We eat a lot of roast chicken.
So last weekend, when he said he really wanted Boeuf Bourguignon, I reported this impostor directly to the police. No, I was more than thrilled NOT to be roasting a chicken, but I was a little intimidated by what the Boeuf Bourguignon might require. I imagined many little steps that would take many long hours.
If you’ve never made or eaten Boeuf Bourguignon, it’s not haute cuisine. It’s a French beef stew, a peasant dish that was probably originally slow-cooked for hours to compensate for the toughness of meat.
In this version (from Ina Garten’s “Barefoot in Paris”), the beef is braised in red wine, beef broth and Cognac in a pot full of carrots, sliced onions, garlic, tomato paste and thyme and then garnished with pearl onions and sautéed mushrooms. It’s so full of flavor, you just want to curl up with it on a cold night and watch “Mr. & Mrs. Smith” for the 15th time and debate whether a thick white sheepskin area rug would be too pimp for the living room or just pimp enough.
Layering this much flavor takes time – about two hours – but it’s worth it, especially if you’re entertaining a few friends the following night, when the stew will taste even better.
You just can’t say that about a roast chicken.
Adapted from Ina Garten’s “Barefoot in Paris”
Makes 6 servings
- 1 tablespoon good olive oil
- 8 ounces bacon, diced
- 2 1/2 pounds chuck beef cut into 1-inch cubes
- Kosher salt
- Freshly ground black pepper
- 1 pound carrots, sliced diagonally into 1-inch chunks
- 2 yellow onions, sliced
- 2 teaspoons chopped garlic (2 cloves)
- 1/2 cup Cognac
- 1 (750 ml.) bottle good dry red wine such as Cote du Rhone or Pinot Noir
- 1 can (2 cups) beef broth
- 1 tablespoon tomato paste
- 1 teaspoon fresh thyme leaves (1/2 teaspoon dried)

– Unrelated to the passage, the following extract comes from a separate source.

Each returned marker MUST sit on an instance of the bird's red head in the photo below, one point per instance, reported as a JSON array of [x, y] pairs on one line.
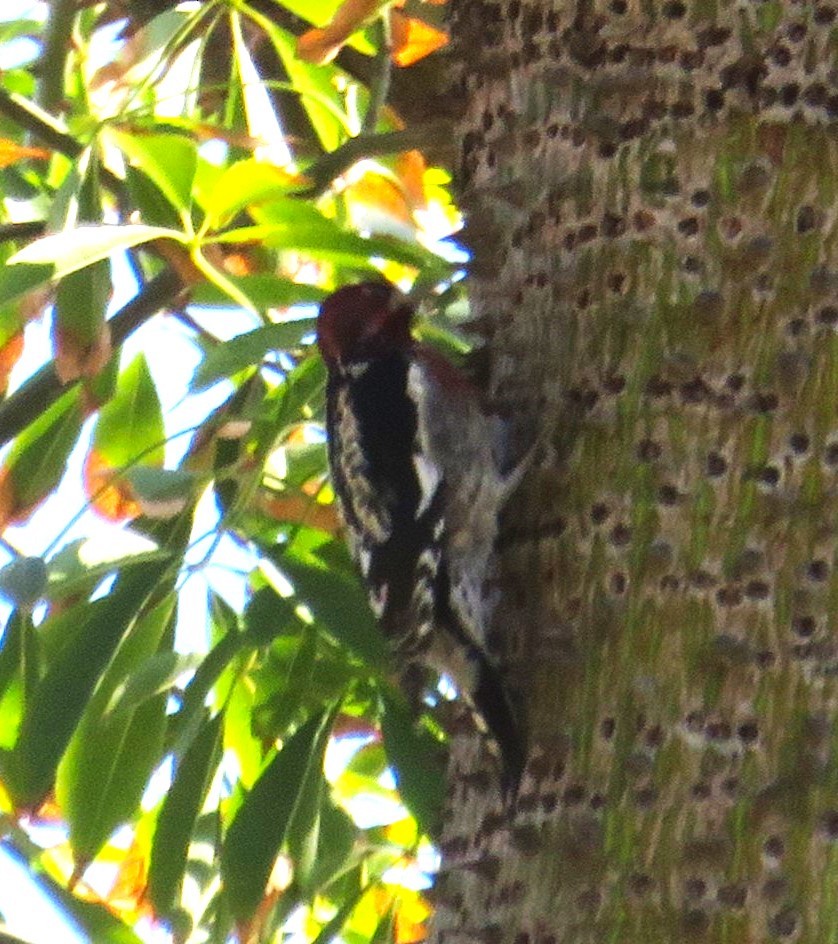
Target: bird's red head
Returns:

- 4 tablespoons unsalted butter at room temperature, divided
- 3 tablespoons all-purpose flour
- 1/2 pound frozen pearl onions
- 1/2 to 1 pound fresh mushrooms, stems discarded, caps thickly sliced
- Country bread or sourdough, toasted or grilled and rubbed with garlic clove
- 1/2 cup chopped fresh parsley, optional
- Preheat the oven to 250 degrees F.
- Heat the olive oil in a large Dutch oven. Add the diced bacon, and cook over medium heat for 10 minutes, stirring occasionally, until the bacon is lightly browned. Use a slotted spoon to transfer the bacon to a large plate.
- Dry the beef cubes with paper towels, and sprinkle them with salt and pepper. In batches in single layers, sear the beef in the hot oil for 3 to 5 minutes, turning to brown on all sides. Transfer the seared cubes to the plate with the bacon, and continue searing until all the beef is browned. Set aside.
- Toss the carrots, onions, 1 tablespoon of salt and 2 teaspoons of pepper in the fat in the pan. Cook for 10 to 15 minutes, stirring occasionally, until the onions are lightly browned. Add garlic and cook for 1 more minute.
- Add the Cognac, stand back, and ignite with a match to burn off the alcohol. Return the beef and bacon to the pot with the juices.
- Add the wine and enough beef broth to almost cover the meat. Add the tomato paste and thyme. Bring to a simmer, cover the pot with a tight-fitting lid and place it in the oven for about 1 1/4 hours or until the meat and vegetables are very tender when pierced with a fork.
- Combine 2 tablespoons of butter and the flour with a fork, and stir into the stew. Add the frozen onions.
- In a separate skillet, saute the mushrooms in 2 tablespoons of butter for 10 minutes until lightly browned, and then add to the stew.
- Bring the stew to a boil on top of the stove, then lower the heat and simmer for 15 minutes. Season to taste.
- To serve, toast the bread in the toaster or oven. Rub each slice on 1 side with a cut clove of garlic. For each serving, spoon the stew over a slice of bread, and sprinkle with parsley.